The AJMC study found that AWVs for all patients were associated with significantly better performance on key quality measures, including fall risk screening, depression screening and follow-up, A1C control, screenings for breast and colorectal cancer, and pneumococcal vaccination.
“When you compare patients who got an AWV and patients who didn’t, you see a big decrease in costs,” said Mostashari. “For Medicare, the average savings is almost three times the investment they’re making to reimburse providers for these visits.”

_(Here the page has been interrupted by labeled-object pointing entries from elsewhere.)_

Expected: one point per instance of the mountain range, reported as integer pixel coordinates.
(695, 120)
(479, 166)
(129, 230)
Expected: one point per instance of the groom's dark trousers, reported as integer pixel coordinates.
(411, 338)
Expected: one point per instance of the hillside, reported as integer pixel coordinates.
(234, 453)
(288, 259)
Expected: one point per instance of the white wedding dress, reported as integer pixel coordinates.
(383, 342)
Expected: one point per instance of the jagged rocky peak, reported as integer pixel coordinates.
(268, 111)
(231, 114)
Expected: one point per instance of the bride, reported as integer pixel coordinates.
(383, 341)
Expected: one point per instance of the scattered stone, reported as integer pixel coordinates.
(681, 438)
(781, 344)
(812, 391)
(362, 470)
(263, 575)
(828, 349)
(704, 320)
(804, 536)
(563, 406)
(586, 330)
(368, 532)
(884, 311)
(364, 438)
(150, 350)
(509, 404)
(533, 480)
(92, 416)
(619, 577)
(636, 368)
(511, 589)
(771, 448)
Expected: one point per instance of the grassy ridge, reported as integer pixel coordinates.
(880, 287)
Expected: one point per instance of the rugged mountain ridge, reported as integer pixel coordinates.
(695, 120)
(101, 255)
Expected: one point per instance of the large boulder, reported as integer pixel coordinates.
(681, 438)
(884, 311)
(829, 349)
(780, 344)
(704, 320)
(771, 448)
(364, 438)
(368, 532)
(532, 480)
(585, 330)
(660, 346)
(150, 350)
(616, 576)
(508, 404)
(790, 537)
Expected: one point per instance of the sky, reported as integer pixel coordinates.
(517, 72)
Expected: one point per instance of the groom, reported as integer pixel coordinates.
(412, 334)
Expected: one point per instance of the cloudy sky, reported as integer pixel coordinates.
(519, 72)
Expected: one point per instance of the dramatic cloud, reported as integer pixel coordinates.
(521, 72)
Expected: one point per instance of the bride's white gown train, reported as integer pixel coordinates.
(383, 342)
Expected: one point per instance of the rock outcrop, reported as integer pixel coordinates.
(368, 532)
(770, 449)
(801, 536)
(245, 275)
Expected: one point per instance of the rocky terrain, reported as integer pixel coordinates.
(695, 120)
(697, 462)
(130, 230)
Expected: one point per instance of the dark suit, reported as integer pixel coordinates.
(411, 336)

“That’s an excellent deal for the health system and for the patients it serves, particularly because the savings are correlated with fewer hospitalizations and more comprehensive screenings for potentially serious conditions.”
Despite their potential to support better health for patients and strong financial opportunities for providers, AWVs are significantly underutilized. Only a quarter of Medicare beneficiaries received an AWV in 2015, according to the AARP.
This is a missed opportunity for primary care providers, Mostashari stressed.
“We want providers to view the AWV as a chance to complete a whole lot of important quality and wellness tasks at the same time,” he said. “There’s something like 10 quality measures that you can address during an AWV. That’s a very efficient use of your time and the patient’s time, and we strongly believe that AWVs should be a much more widely used service.”
Providers can make time for more AWVs in their schedules by identifying and focusing on the highest priority patients first, Mostashari continued.
“We think AWVs for higher risk patients are so important that the very first app we built at Aledade was a patient priority list,” he said.
“We pull in their clinical history and risk factors, their pre-adjudicated 837 insurance claims, and the practice’s scheduling information – plus any available health information exchange data about recent hospital experiences – and create a ranked list of patients who really should be getting an AWV to stay on top of their issues.”
Access to this information is critical for ensuring that both providers and patients see the value in completing AWVs annually, he concluded.
“AWVs are one of our core initiatives for a very good reason,” Mostashari said. “We want to convince and persuade and motivate more of our practices that these are truly lifesaving and important.”
“Don't just treat it as a ‘check the box’ exercise. Really embrace the true meaning behind these wellness visits, and you will definitely see the impacts of making them a priority for your patients.”